Each input file contains one test case. Each case occupies 2 lines, and each line contains the information of a polynomial:

$K N_1 a_{N1} N_2 a_{N2} … N_K a_{NK}$

where K is the number of nonzero terms in the polynomial, $N_i$ and $a_{Ni}$ (i=1,2,⋯,K) are the exponents and coefficients, respectively. It is given that 1≤K≤10，$0≤N_K<⋯<N_2<N_1≤1000$.

Output Specification:

For each test case you should output the sum of A and B in one line, with the same format as the input. Notice that there must be NO extra space at the end of each line. Please be accurate to 1 decimal place.

Sample Input:

1 2	2 1 2.4 0 3.2 2 2 1.5 1 0.5

Sample Output:

1	3 2 1.5 1 2.9 0 3.2

分析：

题目要求：计算两个多项式A、B的和。

可以采用哈希表的思想来实现，使用一个double型的数组polynomial（长度为1001，指数N≤1000）来存储多项式，其下标表示指数，值表示该指数对应的系数，如polynomial[n]表示一个指数为n、系数为polynomial[n]的单项式。

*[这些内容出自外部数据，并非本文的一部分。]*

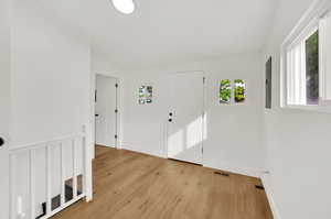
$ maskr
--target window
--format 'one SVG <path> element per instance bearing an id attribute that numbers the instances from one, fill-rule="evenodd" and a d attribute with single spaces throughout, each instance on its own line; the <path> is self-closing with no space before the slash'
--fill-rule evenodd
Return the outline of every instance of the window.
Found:
<path id="1" fill-rule="evenodd" d="M 331 13 L 328 8 L 330 10 L 331 2 L 328 7 L 317 6 L 306 14 L 282 44 L 282 107 L 321 109 L 331 103 Z"/>
<path id="2" fill-rule="evenodd" d="M 287 51 L 287 103 L 319 103 L 319 31 Z"/>
<path id="3" fill-rule="evenodd" d="M 245 81 L 242 79 L 234 80 L 234 98 L 235 102 L 245 102 Z"/>

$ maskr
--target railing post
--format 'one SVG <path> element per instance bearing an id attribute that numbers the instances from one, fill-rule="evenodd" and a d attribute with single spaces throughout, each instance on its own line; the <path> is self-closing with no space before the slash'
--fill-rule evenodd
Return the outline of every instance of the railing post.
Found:
<path id="1" fill-rule="evenodd" d="M 47 190 L 47 200 L 46 200 L 46 215 L 50 215 L 52 212 L 52 175 L 51 175 L 51 146 L 50 144 L 46 144 L 46 176 L 47 176 L 47 185 L 46 185 L 46 190 Z"/>
<path id="2" fill-rule="evenodd" d="M 64 152 L 63 152 L 63 143 L 60 143 L 60 158 L 61 158 L 61 206 L 65 204 L 65 169 L 64 169 Z"/>
<path id="3" fill-rule="evenodd" d="M 15 155 L 14 154 L 10 154 L 9 157 L 9 171 L 10 171 L 10 219 L 15 219 L 17 218 L 17 193 L 15 193 L 15 188 L 17 188 L 17 163 L 15 163 Z"/>
<path id="4" fill-rule="evenodd" d="M 77 155 L 76 155 L 76 140 L 72 140 L 73 149 L 73 199 L 77 197 Z"/>
<path id="5" fill-rule="evenodd" d="M 29 169 L 30 169 L 30 218 L 35 219 L 35 189 L 34 189 L 34 178 L 35 178 L 35 169 L 34 169 L 34 151 L 29 151 Z"/>
<path id="6" fill-rule="evenodd" d="M 84 174 L 85 174 L 85 195 L 86 201 L 92 201 L 93 199 L 93 176 L 92 176 L 92 149 L 89 144 L 92 143 L 90 136 L 87 133 L 90 133 L 90 130 L 86 130 L 89 125 L 83 125 L 83 146 L 84 146 Z"/>

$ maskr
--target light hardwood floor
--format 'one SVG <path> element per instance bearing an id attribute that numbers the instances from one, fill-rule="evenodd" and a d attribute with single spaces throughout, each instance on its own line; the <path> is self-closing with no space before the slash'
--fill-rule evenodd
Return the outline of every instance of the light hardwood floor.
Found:
<path id="1" fill-rule="evenodd" d="M 273 219 L 253 177 L 97 146 L 94 201 L 54 219 Z"/>

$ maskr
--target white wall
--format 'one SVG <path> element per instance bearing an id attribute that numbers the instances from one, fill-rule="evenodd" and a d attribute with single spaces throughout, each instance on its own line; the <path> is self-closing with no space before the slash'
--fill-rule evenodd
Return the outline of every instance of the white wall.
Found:
<path id="1" fill-rule="evenodd" d="M 36 3 L 13 1 L 11 32 L 11 146 L 82 132 L 89 120 L 89 43 L 74 30 L 49 18 Z M 87 142 L 88 143 L 88 142 Z M 72 174 L 71 143 L 64 144 Z M 36 207 L 45 201 L 45 152 L 36 153 Z M 22 197 L 29 217 L 29 177 L 26 154 L 17 157 L 17 196 Z M 53 176 L 60 179 L 58 147 L 52 150 Z M 57 161 L 57 162 L 56 162 Z M 79 161 L 82 167 L 82 160 Z M 82 168 L 79 169 L 82 172 Z M 53 178 L 52 195 L 60 194 L 60 180 Z M 13 185 L 14 186 L 14 185 Z M 2 218 L 1 218 L 2 219 Z"/>
<path id="2" fill-rule="evenodd" d="M 263 77 L 259 57 L 260 54 L 253 53 L 163 69 L 126 73 L 122 147 L 164 156 L 162 141 L 169 111 L 164 108 L 167 103 L 158 101 L 167 96 L 164 92 L 158 92 L 158 90 L 164 90 L 167 84 L 160 78 L 178 72 L 203 70 L 207 77 L 207 139 L 204 142 L 204 165 L 259 175 L 263 169 L 260 144 Z M 218 83 L 220 79 L 227 78 L 247 81 L 245 105 L 220 106 L 217 102 Z M 138 88 L 142 84 L 153 85 L 154 103 L 137 107 Z M 152 132 L 149 132 L 150 130 Z"/>
<path id="3" fill-rule="evenodd" d="M 328 113 L 279 108 L 280 45 L 312 0 L 282 0 L 264 53 L 273 56 L 273 110 L 265 111 L 264 177 L 270 201 L 281 219 L 328 219 L 330 199 L 331 117 Z"/>
<path id="4" fill-rule="evenodd" d="M 10 111 L 10 1 L 0 1 L 0 136 L 8 142 Z M 0 147 L 0 219 L 7 219 L 9 197 L 8 144 Z"/>
<path id="5" fill-rule="evenodd" d="M 13 144 L 79 132 L 87 123 L 89 46 L 41 11 L 28 2 L 14 4 Z"/>

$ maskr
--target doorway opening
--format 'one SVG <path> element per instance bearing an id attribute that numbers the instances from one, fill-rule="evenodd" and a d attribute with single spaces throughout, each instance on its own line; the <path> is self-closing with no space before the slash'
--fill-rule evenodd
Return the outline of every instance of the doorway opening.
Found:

经过两次输入的累加操作后，polynomial中存储着两个多项式的和。

输出前，先遍历一次polynomial得到其中非零项的个数。然后从后往前遍历数组polynomial，输出值不为零的下标（指数）及其对应值（系数）。

#include <cstdio>

int main() {
	int k, exponent;
	int line = 2;
	const int MAX = 1001;
	double coefficient;
	double polynomials[MAX] = { 0 };
	while (line--) {
		scanf("%d", &k);
		for (int i = 0; i < k; i++) {
			scanf("%d %lf", &exponent, &coefficient);
			polynomials[exponent] += coefficient;
		}
	}
	int len = 0;
	for (int i = 0; i < MAX; i++) {
		if (polynomials[i] != 0) {
			len++;
		}
	}
	printf("%d", len);
	for (int i = MAX - 1; i >= 0; i--) {
		if (polynomials[i] != 0) {
			printf(" %d %.1f", i, polynomials[i]);
		}
	}
}